Our conversation wanes, bringing new worries. I recall my place: I represent a U.S. charitable organization, so I ought to say something “official.” But what exactly do these people need from us? Do they want our money? Want us to lobby their government? Want us to bring in our first-world expertise? I didn’t know what to say, or even where to start. I babble something about being honored to meet them, offer to take their cause back to our country, blah-blah-blah.
I fall silent. Suddenly, I feel like a little child, in the presence of my wise and gentle elders, unequal to the task, to the moment, to whatever was being asked of me. So, I turn to our guide and ask, “Can we pray with them?”
Apparently, there is no need to translate. All around, broad smiles, like rising suns, dawn on 75 faces. They sigh and nod and laugh. They rise and step forward. It was like they were chiding, with all love and comfort, “At last, little one, you ask a good question.” And then, before I could worry about what to do or who should speak, a Haitian woman just starts to sing. A circle forms. Someone takes my hand on each side. We swing our arms in rhythm.

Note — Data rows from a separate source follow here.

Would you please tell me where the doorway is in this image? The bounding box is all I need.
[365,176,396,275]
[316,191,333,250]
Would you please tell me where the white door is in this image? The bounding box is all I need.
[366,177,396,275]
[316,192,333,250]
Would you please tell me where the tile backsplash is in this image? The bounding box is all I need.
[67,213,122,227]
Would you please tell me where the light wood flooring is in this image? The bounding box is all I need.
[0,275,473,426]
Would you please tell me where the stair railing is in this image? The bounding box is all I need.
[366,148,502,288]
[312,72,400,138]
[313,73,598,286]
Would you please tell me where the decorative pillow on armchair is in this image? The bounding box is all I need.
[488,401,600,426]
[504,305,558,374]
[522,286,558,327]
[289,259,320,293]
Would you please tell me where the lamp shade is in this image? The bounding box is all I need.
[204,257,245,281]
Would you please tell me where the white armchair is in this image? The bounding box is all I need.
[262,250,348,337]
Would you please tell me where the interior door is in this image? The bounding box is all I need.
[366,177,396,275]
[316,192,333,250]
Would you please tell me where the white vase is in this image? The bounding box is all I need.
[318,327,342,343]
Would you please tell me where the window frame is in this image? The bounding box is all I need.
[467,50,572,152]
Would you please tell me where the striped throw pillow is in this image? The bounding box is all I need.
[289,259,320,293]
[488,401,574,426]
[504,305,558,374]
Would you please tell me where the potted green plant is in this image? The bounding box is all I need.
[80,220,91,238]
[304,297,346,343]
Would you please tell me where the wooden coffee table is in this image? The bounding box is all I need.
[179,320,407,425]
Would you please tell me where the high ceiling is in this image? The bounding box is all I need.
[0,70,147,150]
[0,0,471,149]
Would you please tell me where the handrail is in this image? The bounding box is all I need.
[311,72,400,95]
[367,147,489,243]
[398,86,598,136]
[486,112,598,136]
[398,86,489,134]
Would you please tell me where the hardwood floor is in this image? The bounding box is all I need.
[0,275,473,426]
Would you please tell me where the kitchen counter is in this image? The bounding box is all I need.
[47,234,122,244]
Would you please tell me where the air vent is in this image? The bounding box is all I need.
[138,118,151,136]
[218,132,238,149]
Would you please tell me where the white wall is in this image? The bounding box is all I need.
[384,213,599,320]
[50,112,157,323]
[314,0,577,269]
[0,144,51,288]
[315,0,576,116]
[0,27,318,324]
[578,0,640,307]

As the song ends, I look over to their pastor, assuming he’ll lead us in prayer, but someone else in the crowd starts to pray, then another, and another. Then there’s more song.
Then, someone is coming to me, a stranger, and he embraces me, and gently speaks into my stiff shoulders, “La Paix.” “The Peace.” “Peace be with you.” So around the whole circle we go, sharing this peace, hug after hug. La Paix. La Paix. La Paix.
Then, they walk us up the hillside, to see the school they are building. It is breathtaking. Six large rooms, almost finished, such a visible sign of their faith, built by them brick-by-brick, dollar-by-dollar, on merely one dollar a week, which for many of them is as much as a fourth of their weekly income.
Finally, they take us back down, and feed us delicious coconuts cut from their trees, and pineapples from their gardens. They load up our arms with food, load us on our truck, and wave to us as we drive away, down the road they built.
We came up that mountain, in all our worries, expecting to be needed, expecting to feel guilty, expecting… really, not knowing what to expect. We came down, realizing that we were hungry, we were thirsty, we were empty – and that they had filled us up. In fact, all they wanted from us that day was to fill us up. To share their joy. To show us their way.
Make no mistake. Right now, Haiti needs help. It’s a place full of destruction and death. But it continues to be a place with a long history of hope and an extraordinary capacity to heal. Haitians find faith and strength in community, in ways and times we can scarcely imagine. January 12th was not the first time they’ve been shaken and crushed. Yet they have never been ones to set aside their belief in a God with the power to raise the dead. So don’t give up on Haitians. They are no lost cause.